Pourquoi la chevelure est-elle centrale dans notre construction identitaire?
Je crois que chacun de mes épisodes répond à cette question d’une façon différente. Le dernier aborde la thématique du genre à travers le parcours de Camille Roblin, qui raconte comment sa coupe courte a construit son rapport à la féminité depuis l’enfance. En ce qui me concerne, j’ai pris conscience avec les années de l’aspect politique du cheveu et des diktats de beauté stéréotypée qui sont imposés aux femmes. Avec On Hair, je veux comprendre comment les femmes réussissent à s’en émanciper -ou essayent au moins. Personnellement, à travers mon choix du naturel, j’ai fini par dire non à ces diktats. Mais je sais que je n’en ai pas terminé avec mon questionnement et le fait d’interviewer toutes ces personnes contribue à ma réflexion.
En 2006 déjà, India Arie et Akon exploraient en musique la question capillaire.
Y a-t-il une rencontre qui a constitué un déclic pour toi et t’a aidée à revenir au naturel?
J’ai été invitée à participer au Curl Talk Project de Johanna Yaovi, qui publiait sur Instagram des portraits de femmes nappy.
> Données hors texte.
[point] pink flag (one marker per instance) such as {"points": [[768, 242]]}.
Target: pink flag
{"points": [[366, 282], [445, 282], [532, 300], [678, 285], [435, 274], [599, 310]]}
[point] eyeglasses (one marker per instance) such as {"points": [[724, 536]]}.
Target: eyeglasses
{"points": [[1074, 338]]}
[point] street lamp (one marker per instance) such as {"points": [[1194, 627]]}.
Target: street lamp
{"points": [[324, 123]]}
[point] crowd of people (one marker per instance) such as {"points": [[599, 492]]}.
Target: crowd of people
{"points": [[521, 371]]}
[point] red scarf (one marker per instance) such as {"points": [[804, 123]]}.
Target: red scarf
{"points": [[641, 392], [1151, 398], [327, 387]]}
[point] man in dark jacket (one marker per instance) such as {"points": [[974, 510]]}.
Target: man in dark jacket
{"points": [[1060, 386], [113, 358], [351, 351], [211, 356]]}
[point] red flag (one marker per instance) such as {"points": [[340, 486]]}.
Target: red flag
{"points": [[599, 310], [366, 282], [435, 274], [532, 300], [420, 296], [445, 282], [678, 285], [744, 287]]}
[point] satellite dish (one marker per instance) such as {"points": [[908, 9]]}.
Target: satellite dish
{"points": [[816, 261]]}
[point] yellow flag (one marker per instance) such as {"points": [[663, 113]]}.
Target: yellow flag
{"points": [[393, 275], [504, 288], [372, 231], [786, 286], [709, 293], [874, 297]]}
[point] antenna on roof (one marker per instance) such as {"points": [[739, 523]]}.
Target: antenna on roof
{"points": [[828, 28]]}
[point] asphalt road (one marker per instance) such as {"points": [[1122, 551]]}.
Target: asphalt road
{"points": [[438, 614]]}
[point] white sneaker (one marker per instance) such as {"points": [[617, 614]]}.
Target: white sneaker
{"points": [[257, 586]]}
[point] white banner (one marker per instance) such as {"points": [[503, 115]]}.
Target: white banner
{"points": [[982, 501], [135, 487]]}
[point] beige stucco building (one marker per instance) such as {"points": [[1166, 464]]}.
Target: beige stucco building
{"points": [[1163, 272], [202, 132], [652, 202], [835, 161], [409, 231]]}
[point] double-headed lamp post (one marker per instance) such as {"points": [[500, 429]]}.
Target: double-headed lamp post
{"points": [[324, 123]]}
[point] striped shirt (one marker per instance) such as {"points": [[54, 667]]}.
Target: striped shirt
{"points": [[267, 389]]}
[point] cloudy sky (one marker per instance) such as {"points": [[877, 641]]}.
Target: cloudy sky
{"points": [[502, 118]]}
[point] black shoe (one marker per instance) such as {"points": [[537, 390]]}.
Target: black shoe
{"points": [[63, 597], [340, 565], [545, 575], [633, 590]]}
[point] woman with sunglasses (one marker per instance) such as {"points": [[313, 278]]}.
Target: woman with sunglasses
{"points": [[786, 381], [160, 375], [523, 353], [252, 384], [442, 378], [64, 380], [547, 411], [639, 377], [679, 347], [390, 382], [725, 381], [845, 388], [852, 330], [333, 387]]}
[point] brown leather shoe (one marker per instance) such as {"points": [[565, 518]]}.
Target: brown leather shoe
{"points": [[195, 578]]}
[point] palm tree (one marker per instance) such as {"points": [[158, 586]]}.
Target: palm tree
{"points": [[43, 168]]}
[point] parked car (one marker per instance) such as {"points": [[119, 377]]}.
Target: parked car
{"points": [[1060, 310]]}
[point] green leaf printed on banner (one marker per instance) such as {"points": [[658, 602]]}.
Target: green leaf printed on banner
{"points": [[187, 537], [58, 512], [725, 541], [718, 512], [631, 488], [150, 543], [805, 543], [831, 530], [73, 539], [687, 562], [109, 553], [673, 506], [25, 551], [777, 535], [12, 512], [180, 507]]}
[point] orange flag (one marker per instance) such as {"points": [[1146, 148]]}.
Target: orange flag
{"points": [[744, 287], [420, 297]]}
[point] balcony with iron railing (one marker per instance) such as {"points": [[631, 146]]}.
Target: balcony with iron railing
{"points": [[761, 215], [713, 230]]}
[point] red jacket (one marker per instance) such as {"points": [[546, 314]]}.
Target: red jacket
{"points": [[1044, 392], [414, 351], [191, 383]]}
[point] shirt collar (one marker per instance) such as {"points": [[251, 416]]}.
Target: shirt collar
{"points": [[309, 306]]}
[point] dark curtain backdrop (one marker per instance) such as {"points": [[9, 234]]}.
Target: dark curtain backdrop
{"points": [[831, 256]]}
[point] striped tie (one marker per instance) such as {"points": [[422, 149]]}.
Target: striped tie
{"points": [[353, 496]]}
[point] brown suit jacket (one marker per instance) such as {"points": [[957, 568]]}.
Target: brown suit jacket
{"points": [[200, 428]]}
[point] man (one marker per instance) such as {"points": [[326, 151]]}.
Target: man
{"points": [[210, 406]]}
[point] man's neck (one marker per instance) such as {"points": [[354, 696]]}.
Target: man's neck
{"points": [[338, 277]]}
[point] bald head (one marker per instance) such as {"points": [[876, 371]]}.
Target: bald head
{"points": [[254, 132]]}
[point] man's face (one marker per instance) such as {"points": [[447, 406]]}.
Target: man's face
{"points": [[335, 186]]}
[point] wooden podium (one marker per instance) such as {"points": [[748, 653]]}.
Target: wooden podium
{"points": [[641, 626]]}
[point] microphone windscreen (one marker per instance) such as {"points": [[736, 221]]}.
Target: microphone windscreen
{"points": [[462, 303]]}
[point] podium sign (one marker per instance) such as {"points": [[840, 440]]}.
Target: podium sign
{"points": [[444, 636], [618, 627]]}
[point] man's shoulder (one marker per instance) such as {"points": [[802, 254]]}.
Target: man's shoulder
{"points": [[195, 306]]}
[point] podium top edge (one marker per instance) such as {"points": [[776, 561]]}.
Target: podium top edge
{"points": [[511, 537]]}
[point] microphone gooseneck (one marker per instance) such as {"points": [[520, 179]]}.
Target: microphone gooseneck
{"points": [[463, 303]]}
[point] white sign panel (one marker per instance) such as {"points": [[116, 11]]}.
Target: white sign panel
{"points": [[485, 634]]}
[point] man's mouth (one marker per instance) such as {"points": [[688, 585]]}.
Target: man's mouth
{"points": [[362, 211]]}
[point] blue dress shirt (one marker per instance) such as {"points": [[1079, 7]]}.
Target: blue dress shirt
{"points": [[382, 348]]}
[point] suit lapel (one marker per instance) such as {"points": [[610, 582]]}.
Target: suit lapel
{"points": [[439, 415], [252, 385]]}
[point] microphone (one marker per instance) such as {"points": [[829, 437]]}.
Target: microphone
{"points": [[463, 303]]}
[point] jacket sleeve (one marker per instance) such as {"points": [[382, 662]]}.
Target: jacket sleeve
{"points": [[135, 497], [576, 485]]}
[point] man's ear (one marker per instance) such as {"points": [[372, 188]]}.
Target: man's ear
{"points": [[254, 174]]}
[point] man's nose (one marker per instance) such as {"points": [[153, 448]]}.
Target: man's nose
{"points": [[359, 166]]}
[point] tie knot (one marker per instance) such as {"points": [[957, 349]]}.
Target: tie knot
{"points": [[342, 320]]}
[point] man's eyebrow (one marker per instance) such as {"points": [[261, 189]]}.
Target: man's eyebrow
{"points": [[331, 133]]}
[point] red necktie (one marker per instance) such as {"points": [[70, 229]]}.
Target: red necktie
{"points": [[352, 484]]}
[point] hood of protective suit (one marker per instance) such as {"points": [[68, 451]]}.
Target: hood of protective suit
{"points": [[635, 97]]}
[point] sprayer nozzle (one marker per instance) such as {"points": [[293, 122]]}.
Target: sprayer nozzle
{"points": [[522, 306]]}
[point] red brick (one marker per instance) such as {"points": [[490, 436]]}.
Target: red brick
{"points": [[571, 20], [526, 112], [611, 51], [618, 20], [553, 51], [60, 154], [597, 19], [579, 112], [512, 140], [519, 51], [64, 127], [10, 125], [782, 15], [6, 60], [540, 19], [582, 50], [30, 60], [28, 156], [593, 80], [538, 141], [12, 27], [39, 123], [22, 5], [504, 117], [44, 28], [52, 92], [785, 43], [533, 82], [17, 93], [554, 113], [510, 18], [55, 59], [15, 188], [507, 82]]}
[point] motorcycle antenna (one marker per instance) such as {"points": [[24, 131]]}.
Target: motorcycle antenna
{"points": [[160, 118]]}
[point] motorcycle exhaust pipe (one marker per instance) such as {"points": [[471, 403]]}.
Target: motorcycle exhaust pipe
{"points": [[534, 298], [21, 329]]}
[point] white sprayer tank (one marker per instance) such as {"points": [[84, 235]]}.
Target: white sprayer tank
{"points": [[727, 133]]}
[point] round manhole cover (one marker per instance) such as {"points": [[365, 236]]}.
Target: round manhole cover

J’avais déjà entamé ma réflexion, mais cette rencontre m’a confortée dans ma décision d’abandonner mon lisseur, et je l’ai invitée dans l’un de mes tout premiers épisodes. Avant elle, il y avait déjà eu une vidéo de la YouTubeuse beauté Shera Kerienski qui m’avait marquée à ses débuts. Elle avait fait grand bruit en parlant de ses cheveux naturels, et c’était la première fois que je voyais quelqu’un de ma communauté -nord-africaine- prendre la parole sur le sujet. L’apparition du mouvement Hrach is beautiful a aussi été déterminante pour moi, car je trouve important que la réflexion autour des cheveux naturels soit également portée par et pour des maghrébins. Il y a des problématiques qui nous sont propres.
Qui rêverais-tu d’interviewer?
Rokhaya Diallo. J’avais beaucoup aimé son livre Afro! dans lequel elle réunissait les témoignages de nombreuses personnalités aux cheveux crépus. J’avais apprécié qu’elle balaye toutes les origines ethniques, et je suis sûre qu’elle ferait un épisode super intéressant.
Quels sont tes conseils podcast pour cet été?
En ce moment, j’écoute Blockbusters, l’émission d’été de France Inter qui revient chaque jour sur une œuvre iconique de la pop culture. Et sinon, si je devais recommander un podcast, ce serait Kiffe Ta Race de Grace Ly et Rokhaya Diallo, à nouveau. Forcément, les sujets qu’elles abordent autour de la double culture m’intéressent particulièrement.